The International Archives of the Photogrammetry, Remote Sensing and Spatial Information Sciences
Download
Publications Copernicus
Download
Citation
Articles | Volume XLVIII-1/W2-2023
https://doi.org/10.5194/isprs-archives-XLVIII-1-W2-2023-821-2023
https://doi.org/10.5194/isprs-archives-XLVIII-1-W2-2023-821-2023
13 Dec 2023
 | 13 Dec 2023

THE DEVELOPMENT AND VALIDATION OF A TACTICAL GRADE EGI SYSTEM FOR LAND VEHICULAR NAVIGATION APPLICATIONS

Y.-E. Huang, S. Tsai, H.-Y. Liu, K.-W. Chiang, M.-L. Tsai, P.-L. Lee, and N. El-Sheimy

Keywords: Extended Kalman Filter, Tactical-grade Embedded GNSS/INS System, GNSS challenges, Initial Alignment, Time Synchronization

Abstract. Over recent years, the utilization of commercially available integrated navigation systems for the development of navigation algorithms has become increasingly commonplace.

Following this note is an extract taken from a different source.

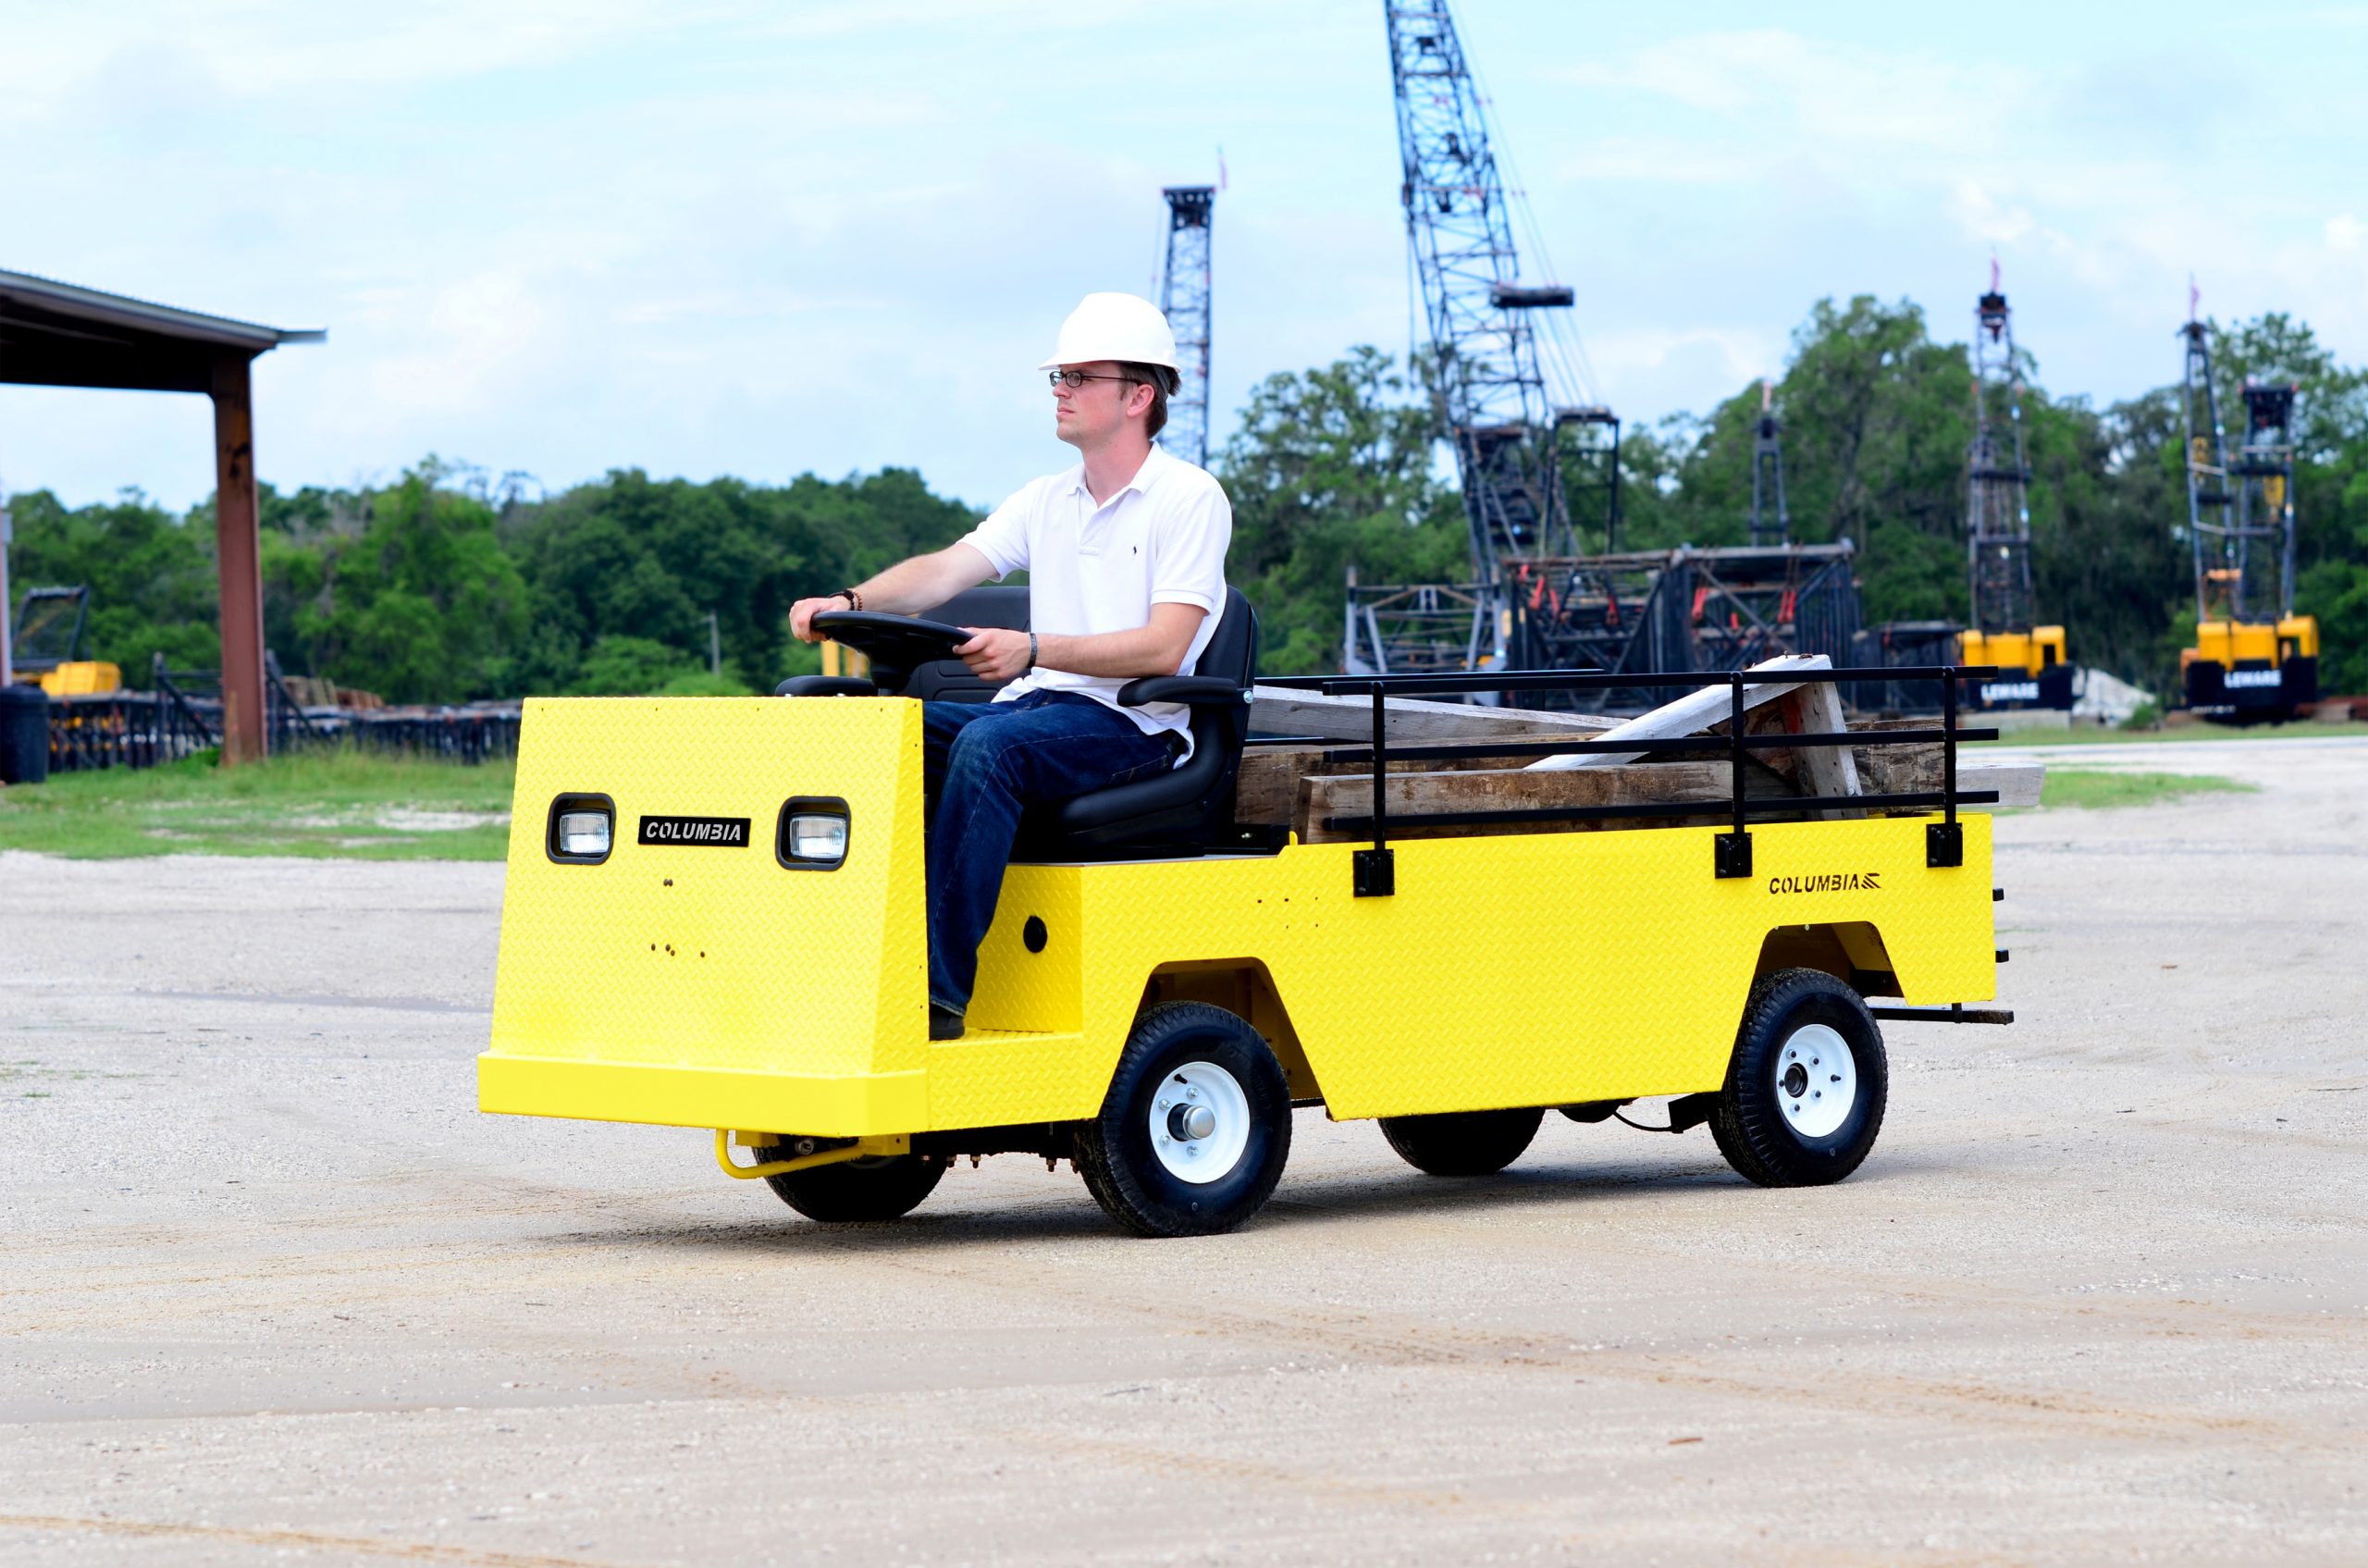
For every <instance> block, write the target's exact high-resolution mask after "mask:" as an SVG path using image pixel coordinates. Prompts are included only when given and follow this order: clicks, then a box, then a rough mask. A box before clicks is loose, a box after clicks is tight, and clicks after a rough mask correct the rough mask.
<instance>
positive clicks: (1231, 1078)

Nevertheless, the wide range of sensor quality on the market complicates system customization and restricts the evolution of navigation algorithms. This study aims to address these issues by creating an affordable, tactical-grade, real-time integrated navigation system, EGI-500 (Embedded GNSS and INS), encompassing both hardware and software components. EGI-500 incorporates a tactical-grade IMU500 and a Septentrio Mosaic-X5 GNSS receiver module. The integration process is segmented into three distinct stages. The first involves hardware integration, with an illustrative architecture diagram of the real-time navigation system. Second, we focus on data preprocessing, where a cross-correlation approach is proposed to tackle multi-sensor time synchronization issues, specifically to determine potential time lags in IMU data. The final phase covers the fusion of multi-sensor data and motion constraints. The Extended Kalman Filter (EKF) forms the backbone of this part, with Zero Velocity Update (ZUPT) and Non-Holonomic Constraints (NHC) being integrated into the Loosely Coupled (LC) scheme. Furthermore, the IMU calibration process is performed to ascertain necessary algorithmic parameters. Experimental results, conducted in diverse environments (open sky, GNSS challenging, and GNSS denied), will be presented in this paper. Comparisons with reference data indicate that the navigation accuracy of the developed integrated system, both in terms of hardware and navigation algorithm, achieves expected meter-level accuracy, fulfilling the "Which Lane" and "Which Road" level criteria in varied environments. Furthermore, outcomes from the GNSS denied environment align with predictions based on propagation error theory, demonstrating the feasibility of our navigation algorithm for tactical integrated navigation systems.